This is my Saturday news story on the 49ers’ Day 2 draft picks.
SANTA CLARA — Analysts thought the 49ers’ biggest needs were on the outside, at cornerback and at wide receiver. Everyone thought that.
Everyone except the 49ers.
San Francisco spent its first five draft picks building up the middle of its team. The 49ers drafted a safety, a running back, a center, an inside linebacker and a guard.
In the first round, the 49ers drafted a safety — Jimmie Ward. He will cover slot receivers in the middle of the field next season.
In the second, the 49ers’ drafted a running back — Carlos Hyde.
He’s not a finesse, outside runner like the 49ers’ current backup running backs Kendall Hunter and LaMichael James. Hyde is a 230-pound battering ram.
“I would describe my game as ‘violent,’ ” Hyde told Bay Area reporters on a conference call Friday evening.
It’s strange to think of the running back position as a need for the 49ers. They consistently have one of the best running games in the NFL.
But Frank Gore turns 31 on May 14.
He had one of the worst seasons of his career last yar, averaging just 4.1 yards per carry.
Gore’s 2013 season got worse as it went on.
He averaged just 3.4 yards per carry over his final six games, and just 1.08 yards per carry against the Seahawks in the NFC championship game. The 49ers can’t rely on him to carry the load like he used to.
If Gore continues to decline, Hyde could become the starter as soon as next season.
“I’m definitely going to compete to get that starting job and keep that running game alive that Frank Gore brought to the 49ers,” said Hyde.
In the third round, the 49ers drafted a center, an inside linebacker and offensive tackle.
The center was Marcus Martin from USC. The 49ers took him with the 70th pick after trading down with the Jacksonville Jaguars from pick No. 61.
“My versatility allows me to play anywhere inside on the offensive line, whether it’s at left guard, right guard or center,” Martin said on a conference call.
With the 77th pick, the 49ers drafted inside linebacker Chris Borland from Wisconsin. The 49ers already have two of the best inside linebackers in the NFL — Patrick Willis and NaVorro Bowman.
Borland could back up those two for most of his career.
But Bowman will miss the first half of the season as he rehabs his surgically repaired ACL.
The middle of the defense is so important to the 49ers that they spent a third-round pick just to replace Bowman for half of a season.
For good measure, the 49ers drafted a guard with the final pick in the third round — Brandon Thomas from Clemson. He won’t even play for the 49ers next season.
He tore his right ACL in April. The 49ers still preferred him to the receivers and cornerbacks that were available in the third round.
Before day two of the draft started, the 49ers traded for veteran receiver Stevie Johnson. Johnson turns 28 on July 22 and has produced three 1,000-yard receiving seasons during his NFL career.

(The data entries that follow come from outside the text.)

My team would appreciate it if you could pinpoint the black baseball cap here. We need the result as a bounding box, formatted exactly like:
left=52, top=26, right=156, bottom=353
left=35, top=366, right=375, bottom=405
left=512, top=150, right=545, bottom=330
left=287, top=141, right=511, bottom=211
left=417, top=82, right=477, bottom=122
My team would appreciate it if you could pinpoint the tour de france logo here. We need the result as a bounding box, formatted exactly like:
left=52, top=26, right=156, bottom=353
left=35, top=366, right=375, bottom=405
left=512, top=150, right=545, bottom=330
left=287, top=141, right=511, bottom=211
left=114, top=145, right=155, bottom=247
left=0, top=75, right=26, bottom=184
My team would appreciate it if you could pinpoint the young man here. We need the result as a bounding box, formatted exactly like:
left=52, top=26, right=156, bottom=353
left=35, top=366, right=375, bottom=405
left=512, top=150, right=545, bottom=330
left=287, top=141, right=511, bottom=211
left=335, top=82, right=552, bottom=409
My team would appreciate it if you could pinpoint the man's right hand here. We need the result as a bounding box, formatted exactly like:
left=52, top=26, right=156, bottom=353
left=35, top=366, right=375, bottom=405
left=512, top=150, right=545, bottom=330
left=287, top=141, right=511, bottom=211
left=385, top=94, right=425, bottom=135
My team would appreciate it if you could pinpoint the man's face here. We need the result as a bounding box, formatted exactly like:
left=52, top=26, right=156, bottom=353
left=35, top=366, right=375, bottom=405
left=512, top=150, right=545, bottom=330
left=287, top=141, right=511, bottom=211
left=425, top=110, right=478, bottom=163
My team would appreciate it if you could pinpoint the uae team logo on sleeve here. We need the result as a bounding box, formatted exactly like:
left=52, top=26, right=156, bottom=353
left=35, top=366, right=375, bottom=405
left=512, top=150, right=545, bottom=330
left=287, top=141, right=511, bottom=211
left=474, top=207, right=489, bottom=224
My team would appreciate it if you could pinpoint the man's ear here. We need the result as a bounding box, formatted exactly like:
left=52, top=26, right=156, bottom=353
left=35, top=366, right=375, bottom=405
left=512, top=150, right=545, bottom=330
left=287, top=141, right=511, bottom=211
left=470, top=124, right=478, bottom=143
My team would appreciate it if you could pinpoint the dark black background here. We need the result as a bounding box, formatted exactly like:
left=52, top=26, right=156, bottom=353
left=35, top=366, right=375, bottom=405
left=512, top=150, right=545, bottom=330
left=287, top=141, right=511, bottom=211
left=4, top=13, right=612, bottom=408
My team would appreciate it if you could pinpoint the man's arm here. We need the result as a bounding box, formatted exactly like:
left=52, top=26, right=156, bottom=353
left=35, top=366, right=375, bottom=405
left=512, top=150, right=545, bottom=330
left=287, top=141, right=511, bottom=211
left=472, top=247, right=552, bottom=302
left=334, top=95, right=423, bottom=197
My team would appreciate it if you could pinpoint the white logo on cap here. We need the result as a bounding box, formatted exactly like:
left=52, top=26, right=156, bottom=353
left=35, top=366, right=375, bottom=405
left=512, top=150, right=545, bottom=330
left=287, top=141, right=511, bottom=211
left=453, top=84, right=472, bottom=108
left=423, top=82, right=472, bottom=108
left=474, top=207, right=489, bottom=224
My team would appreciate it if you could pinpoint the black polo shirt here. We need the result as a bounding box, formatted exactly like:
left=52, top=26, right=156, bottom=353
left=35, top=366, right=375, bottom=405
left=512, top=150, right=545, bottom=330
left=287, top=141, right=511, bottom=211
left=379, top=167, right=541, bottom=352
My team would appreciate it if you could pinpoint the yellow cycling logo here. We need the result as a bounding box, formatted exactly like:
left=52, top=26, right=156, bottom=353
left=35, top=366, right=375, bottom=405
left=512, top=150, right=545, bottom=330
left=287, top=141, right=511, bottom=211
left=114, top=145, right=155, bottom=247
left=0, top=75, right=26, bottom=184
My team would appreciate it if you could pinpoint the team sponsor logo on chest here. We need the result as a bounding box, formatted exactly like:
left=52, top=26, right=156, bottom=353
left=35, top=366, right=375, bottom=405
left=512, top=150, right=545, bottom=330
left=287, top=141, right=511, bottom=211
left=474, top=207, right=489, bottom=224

But he is not a speed receiver. He is a possession receiver who excels in the slot, meaning the middle of the field, just like the 49ers’ two current two starting wideouts — Michael Crabtree and Anquan Boldin.
The 49ers still have not added a speedster who can run down the sideline and beat a defense deep.
This should not surprise you.
Trent Baalke revealed his draft philosophy way back in February at the NFL combine. “You want to take away the middle of the field,” he told reporters at a press conference.
“The best way to do it is having strength up the middle. If you can do that in the game, you stand a very good chance of winning week in and week out. So we place a big emphasis on that.”
When the third round ended Friday night, Baalke held a press conference in the 49ers’ defensive meeting room.
He was asked if he had planned to fortify the middle of the 49ers in this draft.
“Big in the middle wins a lot of football games,” Baalke said. “We felt we did that.”